To visualize autophagosomes, cells were transfected with the GFP-LC3C plasmid. Cells transfected with a GFP-LC3-encoding construct usually exhibit a diffuse green fluorescence covering the entire cytoplasm. When autophagy occurs, the GFP-LC3 signal changes to a punctate pattern. Thus, the increase in the number of GFP-LC3 punctae is an indicator of autophagosomes in cells. Quantification of GFP-LC3C punctate patterns co-localized with mitoKate2 was carried out as described before [9, 21].

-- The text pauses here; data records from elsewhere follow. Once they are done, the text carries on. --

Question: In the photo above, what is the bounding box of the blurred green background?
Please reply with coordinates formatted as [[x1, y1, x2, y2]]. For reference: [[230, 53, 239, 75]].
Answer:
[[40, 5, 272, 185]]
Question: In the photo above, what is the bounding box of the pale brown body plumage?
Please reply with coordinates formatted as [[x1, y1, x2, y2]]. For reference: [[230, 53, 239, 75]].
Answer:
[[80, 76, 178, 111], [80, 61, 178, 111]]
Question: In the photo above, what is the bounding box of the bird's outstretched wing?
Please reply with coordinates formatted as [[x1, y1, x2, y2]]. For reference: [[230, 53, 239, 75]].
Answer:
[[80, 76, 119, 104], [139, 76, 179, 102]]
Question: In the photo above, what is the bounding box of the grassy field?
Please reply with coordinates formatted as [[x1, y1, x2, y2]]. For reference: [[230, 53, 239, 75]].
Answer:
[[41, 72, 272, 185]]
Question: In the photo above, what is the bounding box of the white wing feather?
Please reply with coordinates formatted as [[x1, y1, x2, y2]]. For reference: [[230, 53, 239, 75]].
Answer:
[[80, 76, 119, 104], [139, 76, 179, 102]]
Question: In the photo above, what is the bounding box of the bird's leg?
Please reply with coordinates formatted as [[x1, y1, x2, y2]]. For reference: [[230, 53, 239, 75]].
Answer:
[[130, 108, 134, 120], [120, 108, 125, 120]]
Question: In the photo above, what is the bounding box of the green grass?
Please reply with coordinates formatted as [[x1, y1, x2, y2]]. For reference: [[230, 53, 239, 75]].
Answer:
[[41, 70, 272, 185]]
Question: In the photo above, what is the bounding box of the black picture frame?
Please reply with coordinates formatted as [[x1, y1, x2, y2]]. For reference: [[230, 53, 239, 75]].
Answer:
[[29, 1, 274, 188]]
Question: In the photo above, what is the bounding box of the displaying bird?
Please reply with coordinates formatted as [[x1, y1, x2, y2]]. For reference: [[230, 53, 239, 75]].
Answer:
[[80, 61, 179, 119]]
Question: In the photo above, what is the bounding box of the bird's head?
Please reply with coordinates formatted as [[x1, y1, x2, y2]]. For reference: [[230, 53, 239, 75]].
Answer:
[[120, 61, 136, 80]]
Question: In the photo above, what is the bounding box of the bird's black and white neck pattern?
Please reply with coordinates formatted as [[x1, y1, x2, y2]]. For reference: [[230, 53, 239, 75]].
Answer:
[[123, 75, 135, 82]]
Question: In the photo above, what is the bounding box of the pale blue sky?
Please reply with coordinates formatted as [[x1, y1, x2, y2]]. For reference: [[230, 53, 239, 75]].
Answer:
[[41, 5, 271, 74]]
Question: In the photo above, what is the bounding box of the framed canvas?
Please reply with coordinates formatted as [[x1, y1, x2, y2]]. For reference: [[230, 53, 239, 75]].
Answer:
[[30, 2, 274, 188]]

Finally, we used the mitochondria-targeted fluorescent protein Keima, known to be able to shift its excitation spectrum from 440 nm (mitochondria at neutral pH) to 586 nm, if mitochondria are delivered to acidic lysosomes [5, 47]. Images were acquired using a laser scanning confocal microscope using the laser lines 458 nm for mitochondria at neutral pH, and 561 nm for mitochondria exposed to an acidic pH. In each experiment, ten images were randomly captured per dish and experiments were repeated three times. Quantification was carried out as reported previously [9, 20]. The mitophagy level was then estimated by quantification of the total number of red pixels divided by the total number of all pixels as suggested previously [82].

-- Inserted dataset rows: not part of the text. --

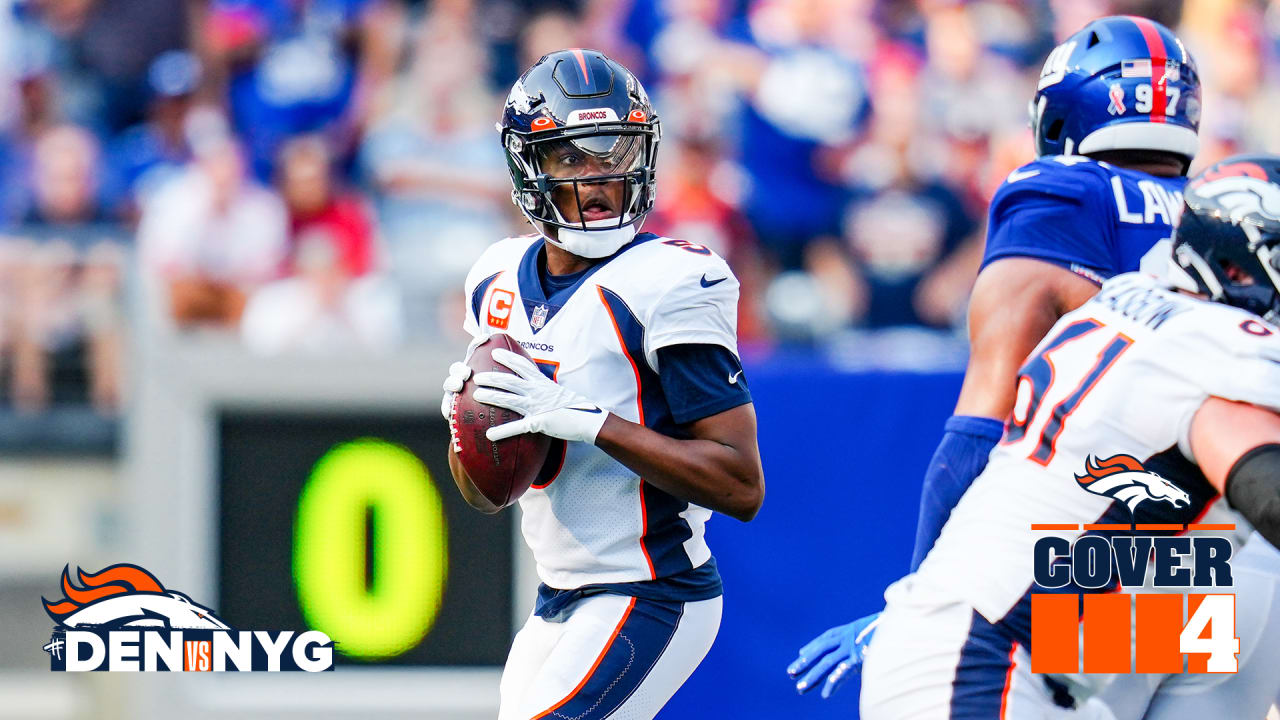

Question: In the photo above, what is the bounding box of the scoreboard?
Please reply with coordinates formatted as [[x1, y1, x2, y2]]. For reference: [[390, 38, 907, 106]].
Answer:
[[215, 410, 515, 670]]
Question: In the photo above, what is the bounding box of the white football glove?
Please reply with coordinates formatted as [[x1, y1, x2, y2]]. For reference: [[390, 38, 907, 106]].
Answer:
[[440, 337, 489, 420], [475, 348, 609, 445]]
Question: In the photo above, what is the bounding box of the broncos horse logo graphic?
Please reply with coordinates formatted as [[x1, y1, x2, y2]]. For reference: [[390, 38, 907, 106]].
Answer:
[[1075, 455, 1192, 512], [41, 564, 230, 630], [1196, 170, 1280, 224]]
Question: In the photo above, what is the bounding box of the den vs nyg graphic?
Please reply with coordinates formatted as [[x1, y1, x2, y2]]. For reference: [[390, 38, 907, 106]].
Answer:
[[42, 564, 334, 673], [1030, 455, 1240, 674]]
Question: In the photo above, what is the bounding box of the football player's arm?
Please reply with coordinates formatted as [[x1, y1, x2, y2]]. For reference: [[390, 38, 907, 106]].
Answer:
[[1188, 397, 1280, 547], [955, 258, 1098, 420], [595, 402, 764, 521]]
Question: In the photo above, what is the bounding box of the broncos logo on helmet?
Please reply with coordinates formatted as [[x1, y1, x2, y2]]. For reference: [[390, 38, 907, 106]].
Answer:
[[1196, 170, 1280, 223], [41, 564, 230, 630], [1075, 455, 1192, 512]]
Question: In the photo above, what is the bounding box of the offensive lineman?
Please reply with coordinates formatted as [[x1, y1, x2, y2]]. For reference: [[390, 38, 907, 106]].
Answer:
[[442, 49, 764, 720], [861, 156, 1280, 720], [791, 17, 1280, 720], [787, 17, 1199, 697]]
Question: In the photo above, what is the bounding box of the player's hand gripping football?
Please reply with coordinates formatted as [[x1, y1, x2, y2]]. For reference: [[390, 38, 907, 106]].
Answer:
[[475, 348, 609, 443], [787, 612, 881, 698]]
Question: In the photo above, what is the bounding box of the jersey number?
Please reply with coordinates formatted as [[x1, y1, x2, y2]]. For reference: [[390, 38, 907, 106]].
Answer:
[[1004, 319, 1133, 465]]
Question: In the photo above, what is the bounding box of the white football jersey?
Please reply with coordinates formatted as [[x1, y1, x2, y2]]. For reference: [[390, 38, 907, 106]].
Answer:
[[463, 233, 739, 589], [916, 273, 1280, 623]]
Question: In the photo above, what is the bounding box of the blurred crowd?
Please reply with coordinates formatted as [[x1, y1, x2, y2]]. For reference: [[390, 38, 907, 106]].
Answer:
[[0, 0, 1280, 414]]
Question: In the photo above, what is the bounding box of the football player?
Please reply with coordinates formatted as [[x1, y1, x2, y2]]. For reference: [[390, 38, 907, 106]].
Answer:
[[442, 49, 764, 720], [860, 156, 1280, 720], [787, 17, 1201, 697]]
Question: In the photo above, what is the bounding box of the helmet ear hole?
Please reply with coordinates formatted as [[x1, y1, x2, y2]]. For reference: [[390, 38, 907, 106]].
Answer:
[[1044, 118, 1062, 142]]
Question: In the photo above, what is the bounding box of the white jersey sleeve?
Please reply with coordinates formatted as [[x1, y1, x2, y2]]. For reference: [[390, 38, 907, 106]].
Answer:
[[644, 255, 739, 368], [1203, 322, 1280, 413]]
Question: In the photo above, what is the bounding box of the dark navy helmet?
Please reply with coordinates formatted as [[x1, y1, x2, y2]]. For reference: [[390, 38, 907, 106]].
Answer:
[[1029, 15, 1201, 164], [1172, 155, 1280, 322], [498, 49, 662, 243]]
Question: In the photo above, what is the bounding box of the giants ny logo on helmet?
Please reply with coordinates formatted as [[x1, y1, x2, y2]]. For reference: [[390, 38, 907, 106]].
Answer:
[[1029, 15, 1201, 163], [41, 564, 333, 673]]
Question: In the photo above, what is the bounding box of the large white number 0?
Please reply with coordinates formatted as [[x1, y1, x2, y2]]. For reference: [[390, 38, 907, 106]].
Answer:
[[1178, 594, 1240, 673]]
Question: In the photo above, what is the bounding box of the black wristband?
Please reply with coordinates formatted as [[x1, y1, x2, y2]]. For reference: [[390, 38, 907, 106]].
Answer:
[[1224, 443, 1280, 547]]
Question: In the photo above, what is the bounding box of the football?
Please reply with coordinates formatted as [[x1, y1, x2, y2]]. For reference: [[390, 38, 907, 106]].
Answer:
[[449, 333, 552, 507]]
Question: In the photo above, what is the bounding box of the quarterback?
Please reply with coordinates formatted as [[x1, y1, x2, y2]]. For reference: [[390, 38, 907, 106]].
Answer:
[[442, 49, 764, 720]]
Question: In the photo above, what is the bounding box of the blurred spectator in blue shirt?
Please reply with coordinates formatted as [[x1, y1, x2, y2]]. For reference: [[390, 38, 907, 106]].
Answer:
[[138, 135, 288, 329], [207, 0, 401, 182], [8, 126, 123, 413], [360, 3, 509, 337], [108, 50, 201, 217]]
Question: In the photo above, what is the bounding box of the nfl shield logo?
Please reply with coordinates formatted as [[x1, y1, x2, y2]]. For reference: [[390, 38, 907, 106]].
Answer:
[[529, 305, 547, 331]]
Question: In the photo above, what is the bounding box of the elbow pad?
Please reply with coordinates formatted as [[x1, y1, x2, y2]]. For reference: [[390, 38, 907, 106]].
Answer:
[[1225, 443, 1280, 547]]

Western blot analyses and estimation of intracellular PV concentrations

MDCK cells were collected and homogenized in ice-cold PBS, prior to freezing at − 20 °C. Pellets were resuspended in RIPA-buffer with Complete Protease Inhibitor Cocktail (04693116001, Roche) and centrifuged at 30,000g at 4 °C for 15 min. The protein content was measured using the DC™ protein assay kit (500-0111, BioRad) and equal amounts of protein were denatured in Pierce Lane Marker Reducing sample buffer (#39,000, Thermo Fisher) for 5 min at 99 °C, resolved on 4–20% Mini-PROTEAN® TGX™ precast gel (456-1094, Biorad) and transferred onto Immobilon®PSQ membrane (ISEQ00010, Millipore) in 0.1 M Tris-base, 0.192 M glycine, and 20% (v/v) methanol using an electrophoretic transfer system. Membranes were blocked in Odyssey blocking buffer (LICOR Bioscience, 927-40000) at RT for 1 h. After blocking, the membranes were incubated sequentially overnight with different primary antibodies based on the requirement of the experiment. Antibody dilutions used were as followed: guinea pig anti-PV690 1:10,000 (Swant, Marly), rabbit anti-GAPDH 1:10,000 (Sigma G9545), rabbit anti-CR7696 1:10,000 (Swant, Marly). Then membranes were incubated with the appropriate secondary antibody. For PV and GAPDH detection, horseradish peroxidase-coupled secondary antibodies (Sigma) were used at a dilution of 1:10,000 for 1 h at RT. The protein bands were visualized with the Immobilon Western AP Substrate (Millipore, Zug, Switzerland). Imaging and analysis of the blots were performed with the FluorChem E system (Cell Biosciences, Santa Clara, USA). Otherwise, goat anti-mouse IRDye 800 CW (926-32210) or goat anti-rabbit IRDye 680 LT (926-68021, all from Li-Cor Bioscience) for 1 h at RT. Immunoreactive bands and molecular weight markers were detected using the Odyssey Infrared Imaging System (Li-Cor Bioscience, Lincoln, NE, USA). For determining the PV concentration in the different MDCK cell lines, parallel cultures were analyzed. In one the total amount of protein was determined and in the other one the number of cells (in the order of 106 cells/flask) was counted resulting in the amount of protein per cell. Using a calibration curve of pure PV (Suppl. Fig. S1), we calculated the amount of PV per cell and after determining the average cell volume (Fig. 2j), the intracellular PV concentration was calculated.

Statistical data analysis

All data are shown as mean ± standard error of mean (S.E.M), from at least three independent experiments. GraphPad Prism 6 software was used for statistical comparisons and generation of the graphs. The D’Agostino–Pearson omnibus test was used as normality test. One-way ANOVA followed by the Bonferroni posttest were used for normally distributed data, otherwise Mann–Whitney U test or Kruskal–Wallis tests followed by Dunn’s test were used to compare differences between experimental groups. The P values were assigned as P < 0.05*, < 0.01**, < 0.001***, P < 0.0001****.